Forget surging Chicago, the back-to-backs finishing on the road might be the biggest roadblock in Boston's quest for a No. 1 seed. The Celtics play four more games under this scenario this season (at New Orleans, Indiana, Atlanta and Washington) and can ill afford to endure four losses if they're jockeying the Bulls (and Heat?) for position over the final month of play.


Asked what he expected out of Glen Davis when Boston's top reserve returned to the lineup following a four-game absence on Sunday, Rivers said he simply wanted the extra big body and didn't even care if he got "bad-playing Baby."

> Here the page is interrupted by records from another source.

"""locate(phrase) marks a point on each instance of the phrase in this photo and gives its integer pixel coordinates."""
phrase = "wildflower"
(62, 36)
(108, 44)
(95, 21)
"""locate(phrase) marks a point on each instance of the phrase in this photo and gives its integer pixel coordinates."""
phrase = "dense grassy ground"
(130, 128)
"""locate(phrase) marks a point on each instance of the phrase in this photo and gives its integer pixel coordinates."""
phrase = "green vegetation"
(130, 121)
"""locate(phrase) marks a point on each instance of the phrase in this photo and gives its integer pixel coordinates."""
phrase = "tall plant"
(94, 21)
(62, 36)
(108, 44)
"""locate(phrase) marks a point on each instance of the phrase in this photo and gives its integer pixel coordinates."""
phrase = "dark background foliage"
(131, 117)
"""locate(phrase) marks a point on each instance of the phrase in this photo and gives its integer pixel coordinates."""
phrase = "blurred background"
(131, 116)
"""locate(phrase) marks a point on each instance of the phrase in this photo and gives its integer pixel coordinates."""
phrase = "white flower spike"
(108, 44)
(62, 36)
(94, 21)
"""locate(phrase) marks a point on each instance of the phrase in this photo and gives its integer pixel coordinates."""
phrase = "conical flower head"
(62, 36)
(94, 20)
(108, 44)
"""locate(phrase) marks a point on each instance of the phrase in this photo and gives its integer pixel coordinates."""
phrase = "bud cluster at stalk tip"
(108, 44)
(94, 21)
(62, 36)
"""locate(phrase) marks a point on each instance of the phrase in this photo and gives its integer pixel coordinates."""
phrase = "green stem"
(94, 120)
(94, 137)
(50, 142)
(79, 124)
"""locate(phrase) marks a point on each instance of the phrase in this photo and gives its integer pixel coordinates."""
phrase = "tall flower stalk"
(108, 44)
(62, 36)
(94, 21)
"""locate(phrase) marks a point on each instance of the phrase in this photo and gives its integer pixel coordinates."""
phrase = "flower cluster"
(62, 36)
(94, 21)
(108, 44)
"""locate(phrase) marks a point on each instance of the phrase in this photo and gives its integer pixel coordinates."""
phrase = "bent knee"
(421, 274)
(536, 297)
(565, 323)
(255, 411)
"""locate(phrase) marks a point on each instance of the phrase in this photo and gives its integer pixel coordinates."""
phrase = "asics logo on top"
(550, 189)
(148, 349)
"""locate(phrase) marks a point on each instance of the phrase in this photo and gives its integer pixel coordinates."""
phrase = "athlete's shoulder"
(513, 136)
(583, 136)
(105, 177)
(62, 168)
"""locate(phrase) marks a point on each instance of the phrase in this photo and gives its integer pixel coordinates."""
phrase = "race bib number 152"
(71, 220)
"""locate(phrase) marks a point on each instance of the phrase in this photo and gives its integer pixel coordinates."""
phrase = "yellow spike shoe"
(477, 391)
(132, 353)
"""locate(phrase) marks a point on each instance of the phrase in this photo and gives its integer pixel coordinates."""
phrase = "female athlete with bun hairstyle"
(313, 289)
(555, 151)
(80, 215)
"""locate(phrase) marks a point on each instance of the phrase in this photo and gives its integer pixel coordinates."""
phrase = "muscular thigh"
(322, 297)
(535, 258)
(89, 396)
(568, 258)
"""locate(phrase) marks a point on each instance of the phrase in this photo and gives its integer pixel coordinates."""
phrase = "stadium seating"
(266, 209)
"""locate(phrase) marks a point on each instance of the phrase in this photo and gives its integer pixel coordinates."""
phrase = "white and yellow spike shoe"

On Monday in New Jersey, the Celtics desperately needed good-playing Baby, who almost carried the Green to victory despite still getting back into the flow of things.

Davis scored 16 points while launching a team-high 16 shots, adding a team-high 14 rebounds over 32:39. Davis produced 10 of his points after intermission, including six in the final quarter as he tried valiantly to keep Boston in the game.

Davis hit a 19-foot jumper with 3:09 to go to pull Boston within two, but that was the last field goal of the game for Boston. Davis missed both a layup in traffic and a mid-range jumper as part of those late-game offensive struggles, but he remains willing to take those big-moment shots (and showed a familiar fearlessness while firing away Monday). Rivers leaned on Davis in crunch time, even as Baby works his way back from a 10-day layoff.


Playing against the team that relegated him to NBA purgatory, Troy Murphy chipped in five rebounds (three on the offensive glass) over nine scoreless minutes Monday. He did not attempt a shot.

Murphy appeared in 18 games (four starts) with New Jersey before spending nearly two months banished from the Nets' youth-focused rotation and finally getting his buyout following a deadline deal that shipped him to Golden State. Now, in Boston, he's got a chance to be a part of a playoff team for the first time in his career.

“Troy was put in a tough situation here,” Nets coach Avery Johnson said before Monday's game. “Things didn’t work out. But hey, what more can you ask for? You go from a situation where we’re not on that level yet and you go to the favorite to come out of the East. I think it’ll be great for him.”